First, in the present study, we observed a very similar trend in HR dependence of transit-time PWV and distensibility-based PWV when calculated using an analytical derivative. Furthermore, we determined that using a different foot detection method (intersecting tangent instead of maximum second derivative) only minimally changed our results. This, together with the argumentation in the previous paragraph, excludes the influence of the foot detection algorithm as a cause for the observed HR dependence, which would only be applicable for PWV_TT; leaving hypotheses 2–4 intact.

Second, sympathetic tone has been shown to have no influence on stiffness in the large arteries following sympathectomy in rats [15,32].
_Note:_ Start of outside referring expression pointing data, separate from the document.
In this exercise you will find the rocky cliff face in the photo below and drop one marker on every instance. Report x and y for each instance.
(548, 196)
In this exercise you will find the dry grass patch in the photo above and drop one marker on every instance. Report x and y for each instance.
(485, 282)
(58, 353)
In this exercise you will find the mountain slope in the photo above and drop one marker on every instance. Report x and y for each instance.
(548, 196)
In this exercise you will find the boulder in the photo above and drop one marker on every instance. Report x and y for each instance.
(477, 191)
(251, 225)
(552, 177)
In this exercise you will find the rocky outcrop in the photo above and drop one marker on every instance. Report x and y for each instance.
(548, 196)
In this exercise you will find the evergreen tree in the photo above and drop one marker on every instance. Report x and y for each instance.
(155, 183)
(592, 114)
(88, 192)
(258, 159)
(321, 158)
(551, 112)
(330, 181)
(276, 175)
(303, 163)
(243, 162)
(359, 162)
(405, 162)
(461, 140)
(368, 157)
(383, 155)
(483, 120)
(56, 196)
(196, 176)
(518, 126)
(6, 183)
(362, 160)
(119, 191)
Third, in the present study, we used SNP and phenylephrine to modulate blood pressure. The peripheral vasodilatory effect of SNP has previously been shown to decrease wave reflections [33], while phenylephrine-induced peripheral vasoconstrictions may increase wave reflections [34]. In addition, broad correlations have been demonstrated between wave reflection and PWV_TT[35] and PWV_dist[36], albeit showing different patterns of change with ageing [37]. To study the effects of wave reflections, hence, we estimated RI/RM and their relations to HR and blood pressure. As expected from the modulating effects of SNP/phenylephrine, with an increase in blood pressure (i.e. when shifting from SNP infusion, to no infusion, to phenylephrine infusion), we observed an increase in wave reflection. At given (fixed) blood pressures, however, wave reflection decreased with increasing HR, corroborating earlier simulation studies [38]. This effect became stronger with increasing blood pressure. PWV_dist (using diastolic as well as systolic points to linearly estimate dp/dA) strongly relies on determination of a systolic p--A point, which in turn will be influenced by wave reflections. Hence, the observed, paradoxical decrease in HR dependence of PWV_dist at higher DBP (Fig. 3a) could well be explained by changes in wave reflection (Fig. S2a).
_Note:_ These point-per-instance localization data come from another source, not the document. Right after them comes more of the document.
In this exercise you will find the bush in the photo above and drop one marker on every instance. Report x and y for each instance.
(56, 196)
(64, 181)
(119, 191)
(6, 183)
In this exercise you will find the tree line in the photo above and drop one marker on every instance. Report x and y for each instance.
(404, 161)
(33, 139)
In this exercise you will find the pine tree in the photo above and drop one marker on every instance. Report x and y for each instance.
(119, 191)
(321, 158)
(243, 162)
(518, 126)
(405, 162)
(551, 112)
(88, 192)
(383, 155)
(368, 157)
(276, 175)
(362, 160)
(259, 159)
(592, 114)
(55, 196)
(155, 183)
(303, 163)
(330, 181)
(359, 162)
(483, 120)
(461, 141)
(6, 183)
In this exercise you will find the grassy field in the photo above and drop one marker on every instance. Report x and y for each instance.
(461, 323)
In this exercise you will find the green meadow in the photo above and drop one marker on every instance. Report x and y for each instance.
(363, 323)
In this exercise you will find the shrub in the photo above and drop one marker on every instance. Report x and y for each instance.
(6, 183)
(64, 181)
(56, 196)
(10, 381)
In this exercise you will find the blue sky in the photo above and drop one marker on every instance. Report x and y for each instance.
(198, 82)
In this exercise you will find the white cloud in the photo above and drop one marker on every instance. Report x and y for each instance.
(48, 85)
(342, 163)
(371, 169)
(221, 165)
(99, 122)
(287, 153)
Fourth, given that the previous three hypothesized causes seem unlikely, visco-elasticity is our primary hypothesized cause of the HR dependence of PWV. To further investigate, we estimated arterial dp/dt_max as a measure of contractility, noting that arterial dp/dt_max correlates reasonably with cardiac dp/dt_max[39,40]. With an increase in blood pressure, dp/dt_max showed an increase in HR dependence (from negative, to nonsignificant, to positive, Fig S3a). This aligns with our observed pattern of contractility changes with HR, which also shows an increase in HR dependence with blood pressure. This increasing dependence concords with the observed increasing HR dependence of PWV_. Indeed, dp/dt_max was also a significant predictor of PWV_TT. The observed pattern of contractility changes with blood pressure (Fig. S3b) can be explained as follows: At a low DBP, afterload is relatively low as arterial compliance is high (little recruitment of collagen). Combined with a low HR (which requires a large stroke volume), this results in a large pulse pressure and large dp/dt_max. As DBP increases, afterload will increase, contraction becomes more difficult, and dp/dt_max will decrease. As HR increases towards 500 bpm (Fig. S3b, middle and right panels), this relationship flattens, indicating a saturation effect. Overall, changes in dp/dt_max with HR were subtle (−10% and +16% with HR increases from 300 to 500 bpm at DBPs of 60 and 110 mmHg, respectively). The reader is reminded that we are modifying HR through pacing and not pharmacologically, the latter of which would be expected to have a more pronounced effect on dp/dt_max[39]. The effects of pacing on dp/dt_max, however, are inconclusive [41,42]. Note, also, that cross-sectionally, dp/dt_max has been shown not to correlate with HR [40].

Clinical significance of heart rate dependence

The HR dependence of PWV_TT when corrected for MAP is similar to what we observed previously (present study: 0.01--0.17 m/s/100 bpm; previously: no change to 0.17 m/s/100 bpm) [13]. The HR dependence of PWV when corrected for DBP is less pressure-dependent and generally smaller than when corrected for MAP. As explained above, DBP correction is most appropriate (considering the diastolic foot-detection transit time method), implying a (PWV_TT) dependence of 0.02--0.06 m/s/100 bpm.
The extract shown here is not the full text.